Stages on the Path of Realization

Hazrat Inayat Khan


Part Four


There is only one thing that can be said, that when a person has touched that stage which is called perfection, his thought, speech, action, his atmosphere, everything becomes productive of God; he spreads God everywhere. Even if he did not speak, still he would spread God; if he did not do anything, still he would bring God. And thus God-realized ones bring to the world the living God. At present there exists in the world only a belief in God; God exists in imagination, in the ideal. It is such a soul which has touched divine Perfection that brings to the earth a living God, who without him would remain only in the heavens.

Shatter your ideals upon the rock of truth.

In order to attain to God-consciousness the first condition is to make God a reality, so that He is no longer an imagination. No sooner is the God ideal brought to life than the worshipper of God turns into truth.

Make your God a reality, and God will make you the truth.

The first necessity is the belief that there is such a Being as God, in whom goodness, beauty, and greatness are perfect. In the beginning it will seem nothing but a belief; but in time, if kept in sincerity and faith, this belief will become like the egg of the Phoenix, out of which the magic bird is born.... Every soul seeks for happiness, and after pursuing all the objects which for the moment seem to give happiness, it finds out that nowhere is there perfect happiness except in God. This happiness cannot come by merely believing in God. Believing is a process, and by this process the God within is awakened and made living; it is the feeling that God is living in one which gives happiness.

It is not merely belief; belief is only the first step. God is the key to truth, God is the stepping-stone to self-realization, God is the bridge which unites the outer life with the inner life, bringing about perfection. It is by understanding this that the secret of the God-ideal is to be realized.

The ideal becomes a stepping-stone to the higher knowledge of God. The man who has not enough imagination to make a God, who is not open to the picture of God presented by someone else, remains without one,for he finds no stepping-stone to that knowledge which his soul longs for but which his doubts deny.

There are many who feel it would be deceiving themselves to make a God out of their imagination, someone who is not seen in the objective world. The answer is that our whole life is based and constructed upon imagination, and if there is one thing in this objective world which is lasting, it is imagination. The man who is incapable of imagination, who does not value it, is devoid of art and poetry, of music, manners and culture. He can best be compared with a rock, which never troubles to imagine.

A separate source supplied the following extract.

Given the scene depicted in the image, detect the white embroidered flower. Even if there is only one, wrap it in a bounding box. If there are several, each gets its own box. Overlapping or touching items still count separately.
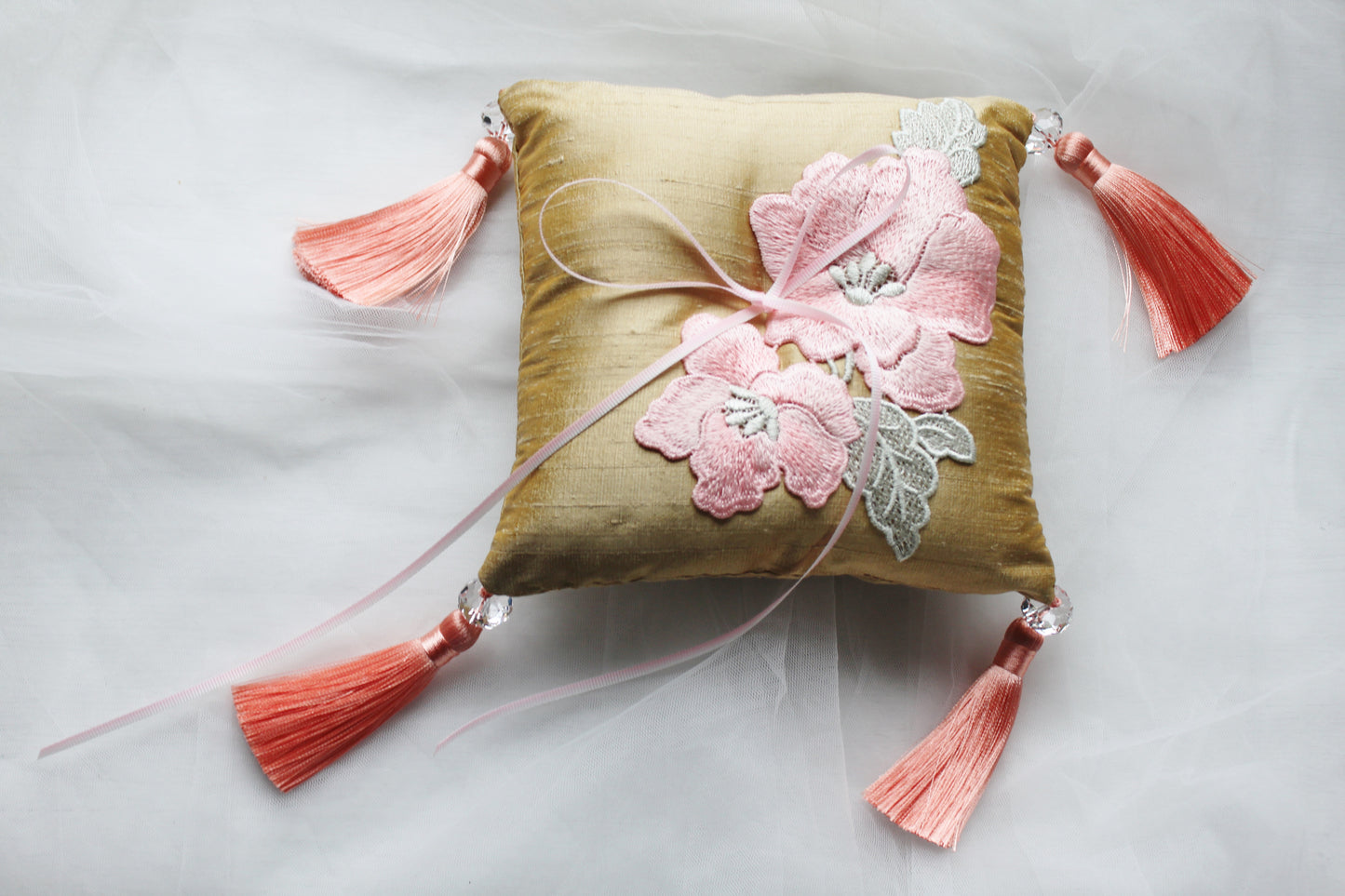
[892,97,986,187]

And yet, with all faults and weaknesses, the imaginative person is the one who is ever able to make a conception of God and of the hereafter. The one who has no imagination is not able to reach the zenith of the spiritual and religious ideal. Often an intellectual or materialistic person without imagination stands on the earth like an animal compared with a bird: when the bird flies up the animal looks at it and wishes to fly, but it cannot, it has no wings. The imagination therefore is as two wings attached to the heart in order to enable it to soar upwards.

Those who think that God is not outside but only within are as wrong as those who believe that God is not within but only outside. In fact, God is both inside and outside, but it is very necessary to begin by believing in the God outside. From our childhood we have learned everything from outside. We learn what the eye is by looking at the eyes of others; everything we see in ourselves we have always learned from outside. So even in order to learn to see God we must begin by seeing God outside: as the Creator, the Judge, the Knower of all things, the Forgiver; and when we have understood Him better, the next step is that the God whom we have always seen outside we now also find within, and that completes our worship. If we have only found Him outside then we are His worshippers, but we remain separate from Him and there is no communion, which is the purpose of life.